Energy storage and semiconductor microelectronics are two critical strategic technologies for the United States. In this talk, I will present our recent research on the thermodynamics and kinetics of ions in these technologies. Metal oxides fabricated using low-temperature processes are widely used in microelectronic devices, including resistive memory, thin-film transistors, and ferroelectrics. Oxygen diffusion within these solid metal oxides plays a critical role in the functionality and reliability of such devices. In our study of tantalum oxide resistive memory, we demonstrate that oxygen diffusion kinetics are not governed by ideal Fickian diffusion; instead, they are governed by non-ideal thermodynamic interactions, including phase separation and spinodal decomposition, and can be described using a regular solution model. This phase separation not only enables information retention for over 10 years under typical computing environments, but can also be used to engineer nonvolatile memory under extreme temperatures exceeding 500 °C.
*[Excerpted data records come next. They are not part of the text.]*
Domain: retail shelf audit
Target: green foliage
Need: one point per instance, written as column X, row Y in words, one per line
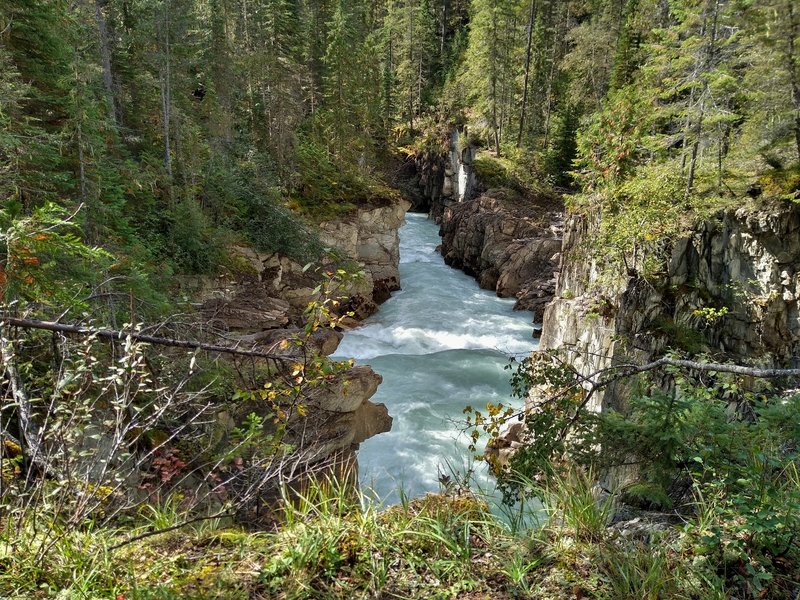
column 43, row 259
column 731, row 442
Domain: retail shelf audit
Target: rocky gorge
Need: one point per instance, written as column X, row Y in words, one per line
column 263, row 304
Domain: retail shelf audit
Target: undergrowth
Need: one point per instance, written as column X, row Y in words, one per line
column 329, row 542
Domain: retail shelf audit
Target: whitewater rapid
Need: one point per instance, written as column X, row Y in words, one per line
column 441, row 344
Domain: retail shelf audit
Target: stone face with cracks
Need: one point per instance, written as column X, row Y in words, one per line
column 509, row 244
column 264, row 303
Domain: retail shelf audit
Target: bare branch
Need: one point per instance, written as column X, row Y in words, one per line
column 113, row 334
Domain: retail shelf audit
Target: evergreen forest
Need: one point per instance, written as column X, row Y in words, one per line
column 150, row 148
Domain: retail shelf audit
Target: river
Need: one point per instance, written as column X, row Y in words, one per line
column 441, row 343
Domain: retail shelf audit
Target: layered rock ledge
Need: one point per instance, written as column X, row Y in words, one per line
column 510, row 244
column 262, row 304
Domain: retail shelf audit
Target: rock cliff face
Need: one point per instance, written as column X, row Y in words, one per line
column 509, row 244
column 371, row 238
column 263, row 303
column 742, row 267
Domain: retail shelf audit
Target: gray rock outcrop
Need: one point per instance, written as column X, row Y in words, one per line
column 509, row 244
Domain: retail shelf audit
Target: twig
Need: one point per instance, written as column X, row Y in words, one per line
column 142, row 536
column 113, row 334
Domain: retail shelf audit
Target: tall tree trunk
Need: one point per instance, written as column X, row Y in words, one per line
column 528, row 47
column 166, row 90
column 443, row 31
column 105, row 61
column 794, row 77
column 410, row 10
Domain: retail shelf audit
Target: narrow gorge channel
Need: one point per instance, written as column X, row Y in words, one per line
column 441, row 343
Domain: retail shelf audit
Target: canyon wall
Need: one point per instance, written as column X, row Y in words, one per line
column 730, row 286
column 262, row 304
column 509, row 242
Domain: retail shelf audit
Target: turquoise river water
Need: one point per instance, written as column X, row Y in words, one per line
column 441, row 343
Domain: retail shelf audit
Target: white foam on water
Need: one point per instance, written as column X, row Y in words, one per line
column 440, row 344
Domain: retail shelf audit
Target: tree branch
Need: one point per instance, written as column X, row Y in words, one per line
column 113, row 334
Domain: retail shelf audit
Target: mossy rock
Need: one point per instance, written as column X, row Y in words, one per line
column 647, row 496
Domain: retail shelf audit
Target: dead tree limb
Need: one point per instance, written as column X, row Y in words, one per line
column 113, row 334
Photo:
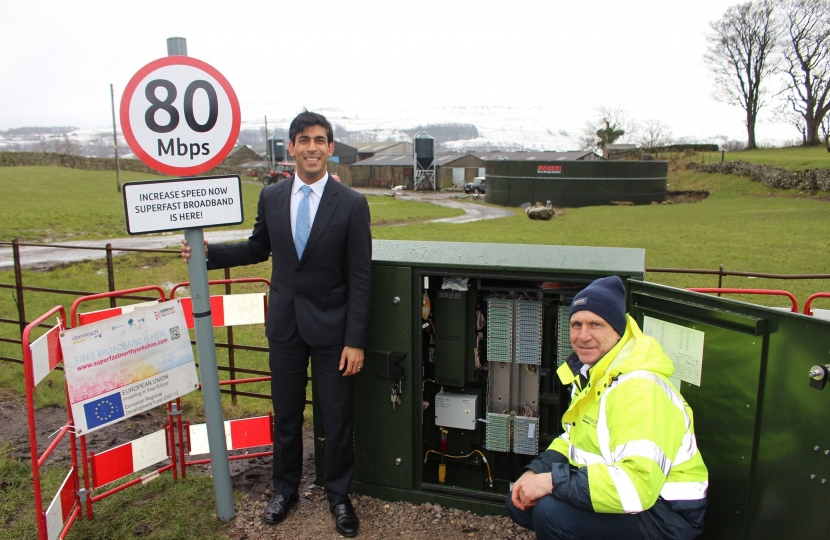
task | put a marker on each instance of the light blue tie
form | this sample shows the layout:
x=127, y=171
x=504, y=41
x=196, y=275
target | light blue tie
x=302, y=226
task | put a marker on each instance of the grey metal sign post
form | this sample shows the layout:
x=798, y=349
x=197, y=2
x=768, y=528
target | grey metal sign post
x=181, y=117
x=206, y=352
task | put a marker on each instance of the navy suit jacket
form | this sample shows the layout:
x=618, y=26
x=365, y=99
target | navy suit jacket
x=326, y=294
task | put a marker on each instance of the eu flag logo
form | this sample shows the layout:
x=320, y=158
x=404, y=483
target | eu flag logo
x=103, y=410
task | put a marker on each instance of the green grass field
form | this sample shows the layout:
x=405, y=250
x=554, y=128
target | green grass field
x=742, y=225
x=796, y=158
x=59, y=204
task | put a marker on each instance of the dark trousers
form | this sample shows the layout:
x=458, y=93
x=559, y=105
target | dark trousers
x=554, y=519
x=289, y=369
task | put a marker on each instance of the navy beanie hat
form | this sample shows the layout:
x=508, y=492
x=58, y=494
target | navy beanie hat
x=606, y=298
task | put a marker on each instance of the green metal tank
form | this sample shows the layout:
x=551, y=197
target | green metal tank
x=571, y=184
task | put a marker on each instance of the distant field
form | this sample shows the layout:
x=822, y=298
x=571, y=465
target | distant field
x=743, y=225
x=795, y=158
x=56, y=203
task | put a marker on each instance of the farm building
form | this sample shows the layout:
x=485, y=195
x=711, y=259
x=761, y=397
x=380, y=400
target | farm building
x=457, y=169
x=344, y=154
x=399, y=148
x=383, y=171
x=579, y=155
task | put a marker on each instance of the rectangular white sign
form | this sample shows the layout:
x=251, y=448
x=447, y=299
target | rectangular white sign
x=683, y=345
x=187, y=203
x=119, y=367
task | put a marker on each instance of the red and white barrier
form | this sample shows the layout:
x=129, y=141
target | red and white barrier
x=40, y=357
x=129, y=458
x=239, y=434
x=46, y=353
x=61, y=507
x=231, y=310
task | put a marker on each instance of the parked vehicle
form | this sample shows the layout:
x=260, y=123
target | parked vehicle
x=476, y=186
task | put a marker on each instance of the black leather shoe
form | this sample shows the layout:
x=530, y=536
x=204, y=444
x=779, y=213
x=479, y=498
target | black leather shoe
x=278, y=507
x=345, y=519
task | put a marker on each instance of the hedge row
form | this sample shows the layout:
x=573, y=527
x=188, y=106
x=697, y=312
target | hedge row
x=808, y=180
x=18, y=159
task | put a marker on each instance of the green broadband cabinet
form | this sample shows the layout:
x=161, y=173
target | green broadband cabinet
x=460, y=389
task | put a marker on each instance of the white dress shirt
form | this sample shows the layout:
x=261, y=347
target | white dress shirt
x=313, y=199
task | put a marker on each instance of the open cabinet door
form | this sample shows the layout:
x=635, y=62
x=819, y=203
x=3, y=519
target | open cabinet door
x=762, y=429
x=384, y=436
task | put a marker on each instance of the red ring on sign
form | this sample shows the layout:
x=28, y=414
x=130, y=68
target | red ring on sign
x=148, y=160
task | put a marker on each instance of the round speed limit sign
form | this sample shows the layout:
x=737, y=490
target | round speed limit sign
x=180, y=116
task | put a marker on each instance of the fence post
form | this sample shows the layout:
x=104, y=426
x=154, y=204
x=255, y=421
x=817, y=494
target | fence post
x=18, y=285
x=110, y=274
x=231, y=360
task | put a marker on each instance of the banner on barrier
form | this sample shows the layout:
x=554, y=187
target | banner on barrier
x=119, y=367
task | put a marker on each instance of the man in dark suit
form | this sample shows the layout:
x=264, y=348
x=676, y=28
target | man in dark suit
x=317, y=233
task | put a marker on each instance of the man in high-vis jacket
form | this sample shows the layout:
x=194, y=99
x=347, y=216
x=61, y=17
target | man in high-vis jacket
x=627, y=465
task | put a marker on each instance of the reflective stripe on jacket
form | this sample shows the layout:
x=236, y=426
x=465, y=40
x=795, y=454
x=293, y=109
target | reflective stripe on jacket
x=632, y=431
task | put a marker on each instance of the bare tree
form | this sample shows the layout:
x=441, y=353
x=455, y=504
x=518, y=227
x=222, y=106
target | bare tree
x=806, y=66
x=606, y=128
x=741, y=56
x=786, y=115
x=653, y=134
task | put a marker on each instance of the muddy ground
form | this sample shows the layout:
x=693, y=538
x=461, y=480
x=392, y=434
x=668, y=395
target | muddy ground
x=309, y=520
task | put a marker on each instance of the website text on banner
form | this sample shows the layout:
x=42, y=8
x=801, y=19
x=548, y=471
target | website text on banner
x=125, y=365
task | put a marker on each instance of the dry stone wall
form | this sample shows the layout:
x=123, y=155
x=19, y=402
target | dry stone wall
x=23, y=159
x=807, y=180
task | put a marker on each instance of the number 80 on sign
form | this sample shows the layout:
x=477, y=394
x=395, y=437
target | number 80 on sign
x=180, y=115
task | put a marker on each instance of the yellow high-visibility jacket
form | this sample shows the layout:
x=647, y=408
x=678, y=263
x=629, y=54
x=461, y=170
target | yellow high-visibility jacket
x=629, y=441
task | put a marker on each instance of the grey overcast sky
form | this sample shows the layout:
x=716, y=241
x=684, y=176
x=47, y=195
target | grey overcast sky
x=383, y=60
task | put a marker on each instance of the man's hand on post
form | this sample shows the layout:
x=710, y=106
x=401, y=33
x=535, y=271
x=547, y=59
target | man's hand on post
x=529, y=488
x=186, y=251
x=352, y=360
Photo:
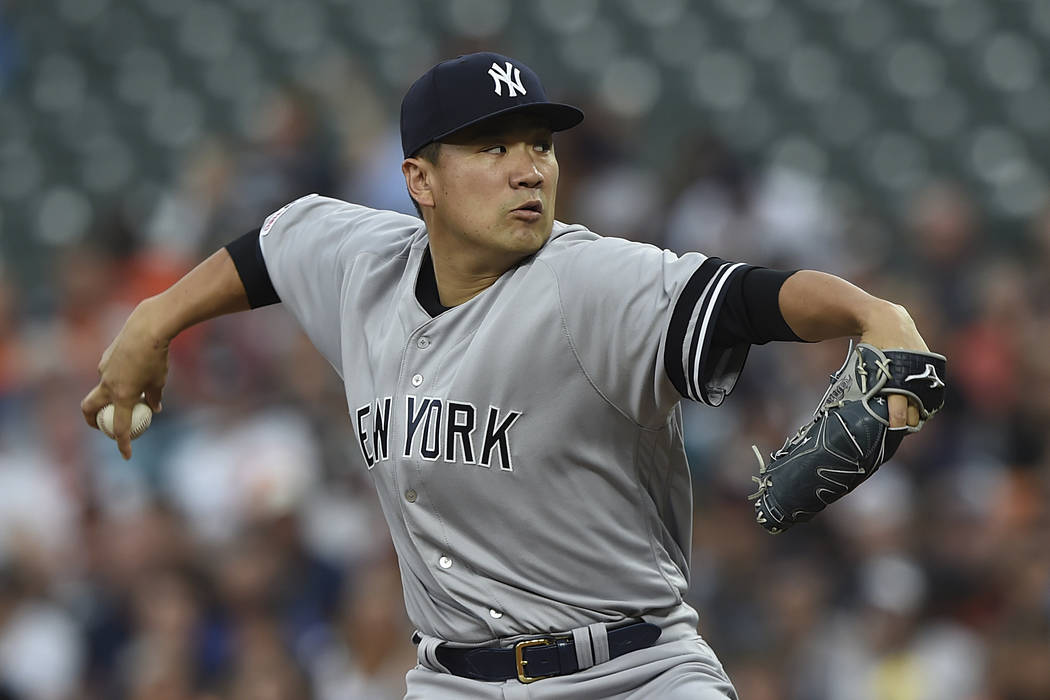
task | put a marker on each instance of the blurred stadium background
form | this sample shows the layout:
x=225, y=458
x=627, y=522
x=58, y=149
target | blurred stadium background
x=902, y=144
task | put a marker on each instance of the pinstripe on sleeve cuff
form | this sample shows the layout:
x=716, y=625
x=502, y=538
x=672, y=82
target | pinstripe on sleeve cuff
x=697, y=369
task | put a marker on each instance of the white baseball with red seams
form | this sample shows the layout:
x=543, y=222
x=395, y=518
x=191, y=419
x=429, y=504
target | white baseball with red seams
x=141, y=418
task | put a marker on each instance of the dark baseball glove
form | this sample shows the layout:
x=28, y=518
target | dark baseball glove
x=849, y=433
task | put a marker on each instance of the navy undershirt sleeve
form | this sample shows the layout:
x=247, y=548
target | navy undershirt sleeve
x=751, y=310
x=247, y=255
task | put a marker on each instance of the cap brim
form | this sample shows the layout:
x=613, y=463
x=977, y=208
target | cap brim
x=557, y=115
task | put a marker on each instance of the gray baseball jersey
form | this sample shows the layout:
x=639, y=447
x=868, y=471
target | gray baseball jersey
x=526, y=445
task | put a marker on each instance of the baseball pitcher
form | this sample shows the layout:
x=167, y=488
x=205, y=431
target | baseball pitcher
x=513, y=384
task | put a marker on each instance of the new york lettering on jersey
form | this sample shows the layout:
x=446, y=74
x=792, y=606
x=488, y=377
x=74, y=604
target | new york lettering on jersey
x=438, y=429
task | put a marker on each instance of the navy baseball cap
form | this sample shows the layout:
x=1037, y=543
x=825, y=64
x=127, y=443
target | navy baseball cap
x=467, y=89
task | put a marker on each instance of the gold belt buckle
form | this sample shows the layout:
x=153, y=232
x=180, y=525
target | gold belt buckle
x=521, y=663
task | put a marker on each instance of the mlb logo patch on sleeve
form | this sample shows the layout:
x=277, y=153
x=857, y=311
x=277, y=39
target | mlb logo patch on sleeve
x=272, y=218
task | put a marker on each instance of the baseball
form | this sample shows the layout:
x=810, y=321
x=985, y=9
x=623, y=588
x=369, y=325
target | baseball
x=141, y=417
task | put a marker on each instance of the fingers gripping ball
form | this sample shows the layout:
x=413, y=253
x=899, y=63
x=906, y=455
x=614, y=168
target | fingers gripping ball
x=848, y=437
x=141, y=418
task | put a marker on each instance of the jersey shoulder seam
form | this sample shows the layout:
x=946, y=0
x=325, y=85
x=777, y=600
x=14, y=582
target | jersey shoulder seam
x=580, y=363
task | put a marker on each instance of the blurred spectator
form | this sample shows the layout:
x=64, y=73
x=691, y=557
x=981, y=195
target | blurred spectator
x=946, y=245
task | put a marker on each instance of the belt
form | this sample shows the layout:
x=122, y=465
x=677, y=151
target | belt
x=539, y=657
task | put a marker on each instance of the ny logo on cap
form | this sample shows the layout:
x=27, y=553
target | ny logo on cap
x=502, y=77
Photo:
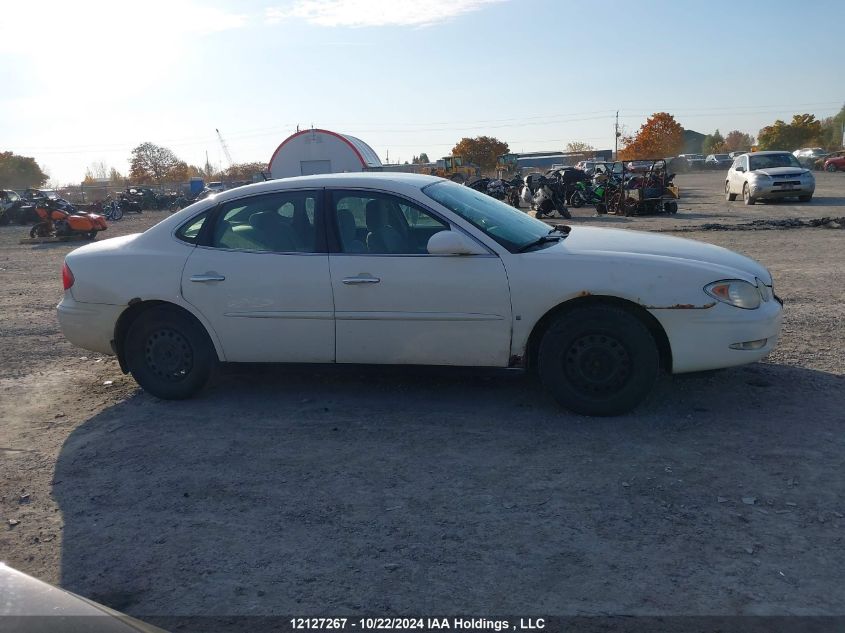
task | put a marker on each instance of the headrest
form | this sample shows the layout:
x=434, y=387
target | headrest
x=375, y=214
x=346, y=223
x=265, y=220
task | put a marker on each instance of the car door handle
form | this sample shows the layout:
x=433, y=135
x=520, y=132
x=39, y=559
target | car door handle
x=352, y=281
x=207, y=277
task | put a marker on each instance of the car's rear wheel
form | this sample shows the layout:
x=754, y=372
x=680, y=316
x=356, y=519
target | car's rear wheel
x=599, y=360
x=747, y=198
x=169, y=354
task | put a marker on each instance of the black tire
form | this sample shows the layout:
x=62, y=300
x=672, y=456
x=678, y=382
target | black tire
x=599, y=360
x=169, y=354
x=747, y=198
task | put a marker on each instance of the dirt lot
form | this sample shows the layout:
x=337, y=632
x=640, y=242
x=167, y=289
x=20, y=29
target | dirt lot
x=353, y=490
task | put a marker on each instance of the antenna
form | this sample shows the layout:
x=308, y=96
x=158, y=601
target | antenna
x=225, y=148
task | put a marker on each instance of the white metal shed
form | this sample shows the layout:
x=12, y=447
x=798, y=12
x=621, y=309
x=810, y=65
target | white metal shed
x=318, y=151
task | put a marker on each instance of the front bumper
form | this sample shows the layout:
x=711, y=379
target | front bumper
x=88, y=325
x=701, y=339
x=768, y=190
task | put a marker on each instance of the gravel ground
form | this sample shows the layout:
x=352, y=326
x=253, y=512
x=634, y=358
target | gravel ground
x=350, y=490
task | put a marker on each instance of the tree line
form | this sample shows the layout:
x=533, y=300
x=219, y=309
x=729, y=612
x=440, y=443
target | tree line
x=661, y=135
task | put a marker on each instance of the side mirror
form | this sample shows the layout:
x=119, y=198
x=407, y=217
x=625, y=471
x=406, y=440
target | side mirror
x=453, y=243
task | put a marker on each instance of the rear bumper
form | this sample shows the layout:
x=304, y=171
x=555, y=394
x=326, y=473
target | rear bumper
x=702, y=339
x=88, y=325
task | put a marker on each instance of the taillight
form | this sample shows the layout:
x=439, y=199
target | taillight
x=67, y=276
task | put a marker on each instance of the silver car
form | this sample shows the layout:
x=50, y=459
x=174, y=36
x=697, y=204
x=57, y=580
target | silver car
x=769, y=175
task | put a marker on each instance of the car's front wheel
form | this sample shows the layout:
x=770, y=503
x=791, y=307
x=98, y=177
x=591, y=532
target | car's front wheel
x=599, y=360
x=169, y=354
x=747, y=198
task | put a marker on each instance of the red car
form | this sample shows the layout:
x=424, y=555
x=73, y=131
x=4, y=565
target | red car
x=835, y=162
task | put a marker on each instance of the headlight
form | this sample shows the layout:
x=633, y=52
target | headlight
x=735, y=292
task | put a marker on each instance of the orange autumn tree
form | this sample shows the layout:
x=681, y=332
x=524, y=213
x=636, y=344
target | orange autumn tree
x=660, y=136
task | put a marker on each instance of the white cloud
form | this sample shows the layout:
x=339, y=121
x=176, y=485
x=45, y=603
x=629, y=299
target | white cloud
x=360, y=13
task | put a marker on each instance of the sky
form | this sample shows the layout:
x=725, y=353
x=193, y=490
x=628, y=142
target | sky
x=98, y=77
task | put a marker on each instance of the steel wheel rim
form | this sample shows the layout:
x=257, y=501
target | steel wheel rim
x=168, y=355
x=597, y=364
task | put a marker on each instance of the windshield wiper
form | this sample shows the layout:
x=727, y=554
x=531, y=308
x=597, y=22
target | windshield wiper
x=543, y=239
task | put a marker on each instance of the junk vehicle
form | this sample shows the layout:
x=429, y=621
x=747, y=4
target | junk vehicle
x=500, y=189
x=13, y=208
x=456, y=169
x=58, y=220
x=643, y=193
x=549, y=194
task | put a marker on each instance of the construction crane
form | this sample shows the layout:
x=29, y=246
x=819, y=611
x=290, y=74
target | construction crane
x=225, y=148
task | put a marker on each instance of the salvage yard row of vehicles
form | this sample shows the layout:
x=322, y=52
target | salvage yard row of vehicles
x=399, y=268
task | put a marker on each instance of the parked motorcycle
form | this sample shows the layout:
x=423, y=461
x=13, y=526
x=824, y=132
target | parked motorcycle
x=549, y=197
x=111, y=209
x=57, y=220
x=130, y=202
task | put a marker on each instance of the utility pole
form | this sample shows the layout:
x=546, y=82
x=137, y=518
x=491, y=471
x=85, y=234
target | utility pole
x=616, y=137
x=225, y=148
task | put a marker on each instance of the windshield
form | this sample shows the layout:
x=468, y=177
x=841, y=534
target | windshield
x=769, y=161
x=511, y=228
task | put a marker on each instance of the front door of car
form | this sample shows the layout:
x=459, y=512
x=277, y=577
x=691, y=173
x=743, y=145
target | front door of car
x=396, y=304
x=260, y=275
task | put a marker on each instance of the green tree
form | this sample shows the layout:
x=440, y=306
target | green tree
x=579, y=146
x=713, y=143
x=737, y=141
x=152, y=163
x=660, y=136
x=830, y=136
x=20, y=172
x=803, y=130
x=481, y=150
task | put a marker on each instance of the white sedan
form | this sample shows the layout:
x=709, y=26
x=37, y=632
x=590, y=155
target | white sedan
x=407, y=269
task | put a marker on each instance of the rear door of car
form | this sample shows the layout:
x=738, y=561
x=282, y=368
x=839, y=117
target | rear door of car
x=397, y=304
x=260, y=276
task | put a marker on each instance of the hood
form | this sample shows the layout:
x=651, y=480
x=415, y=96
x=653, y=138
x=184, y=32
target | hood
x=781, y=171
x=620, y=244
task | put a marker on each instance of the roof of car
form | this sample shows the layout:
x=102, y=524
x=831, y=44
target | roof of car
x=358, y=179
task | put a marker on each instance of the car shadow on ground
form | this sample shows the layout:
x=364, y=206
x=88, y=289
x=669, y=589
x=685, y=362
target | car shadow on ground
x=360, y=490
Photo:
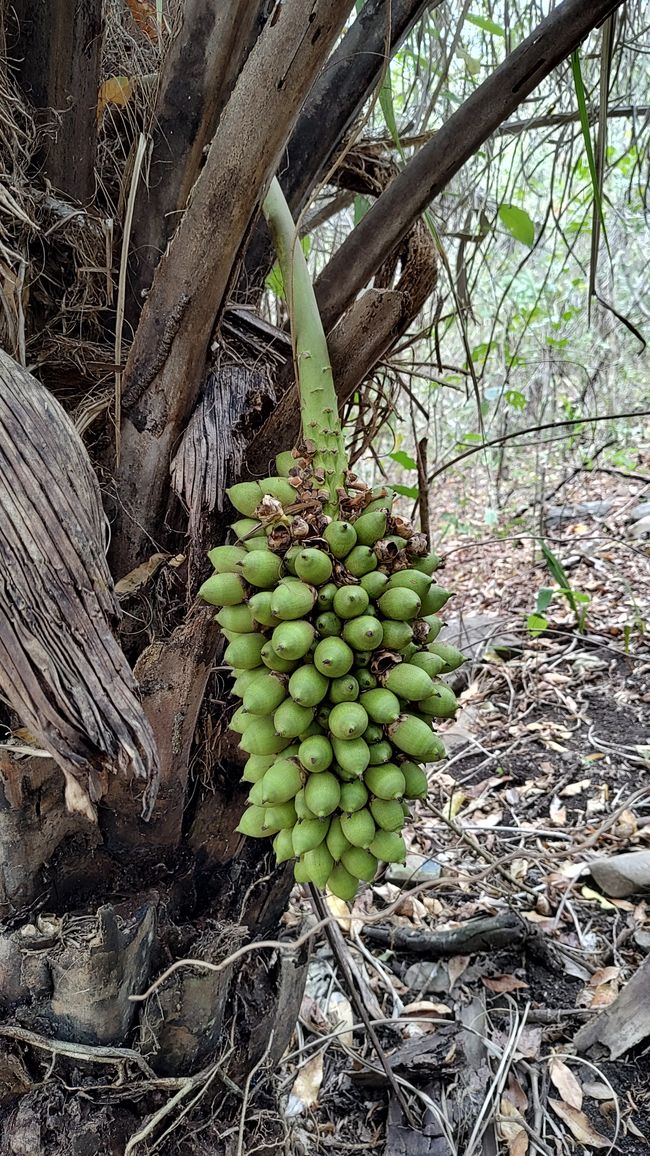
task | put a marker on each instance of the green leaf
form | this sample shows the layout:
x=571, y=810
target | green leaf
x=403, y=459
x=488, y=26
x=518, y=223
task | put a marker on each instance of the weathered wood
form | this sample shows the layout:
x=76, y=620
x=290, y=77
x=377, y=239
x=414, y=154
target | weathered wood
x=58, y=50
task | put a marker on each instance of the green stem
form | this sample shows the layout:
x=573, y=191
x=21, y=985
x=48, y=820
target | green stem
x=319, y=409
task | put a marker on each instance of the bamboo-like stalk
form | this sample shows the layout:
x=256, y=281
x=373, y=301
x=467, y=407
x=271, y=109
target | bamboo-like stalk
x=319, y=412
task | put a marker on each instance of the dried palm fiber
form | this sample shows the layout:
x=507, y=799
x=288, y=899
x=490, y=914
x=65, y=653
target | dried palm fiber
x=61, y=669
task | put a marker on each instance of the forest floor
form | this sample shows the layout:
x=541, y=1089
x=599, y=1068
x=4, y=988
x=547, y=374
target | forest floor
x=529, y=1031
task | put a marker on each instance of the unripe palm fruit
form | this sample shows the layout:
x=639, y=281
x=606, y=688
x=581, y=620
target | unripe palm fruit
x=308, y=687
x=322, y=793
x=451, y=657
x=226, y=558
x=223, y=590
x=314, y=565
x=292, y=639
x=361, y=561
x=329, y=624
x=441, y=704
x=281, y=782
x=400, y=604
x=374, y=583
x=333, y=657
x=359, y=828
x=341, y=883
x=316, y=753
x=415, y=738
x=308, y=834
x=265, y=694
x=252, y=823
x=344, y=689
x=408, y=682
x=290, y=719
x=261, y=568
x=385, y=782
x=381, y=704
x=292, y=599
x=349, y=601
x=347, y=720
x=245, y=497
x=353, y=755
x=318, y=865
x=415, y=779
x=360, y=862
x=386, y=814
x=337, y=842
x=354, y=795
x=389, y=846
x=282, y=845
x=340, y=538
x=397, y=635
x=363, y=634
x=244, y=651
x=370, y=527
Next, we investigate lithium transport in battery materials by assembling individual battery particles onto microelectrode array, a platform adapted from the field of neuroscience. By measuring lithium diffusion and reaction rates in individual particles, we show that particle cracking, which was long believed to be detrimental, is essential for the fast charge and discharge of battery particles. Moreover, attempts to eliminate cracks would substantially hinder fast charge and discharge. Such studies show the importance of ion transport in current and future technologies for energy, microelectronics, and beyond.

Bio

Dr. Yiyang Li is an Assistant Professor of Materials Science and Engineering at the University of Michigan since 2020. His group studies ion transport in materials for energy storage and microelectronics. He received his PhD in materials science and engineering from Stanford University in 2016, and was a Harry Truman Postdoctoral Fellow at Sandia National Laboratories from 2017-20.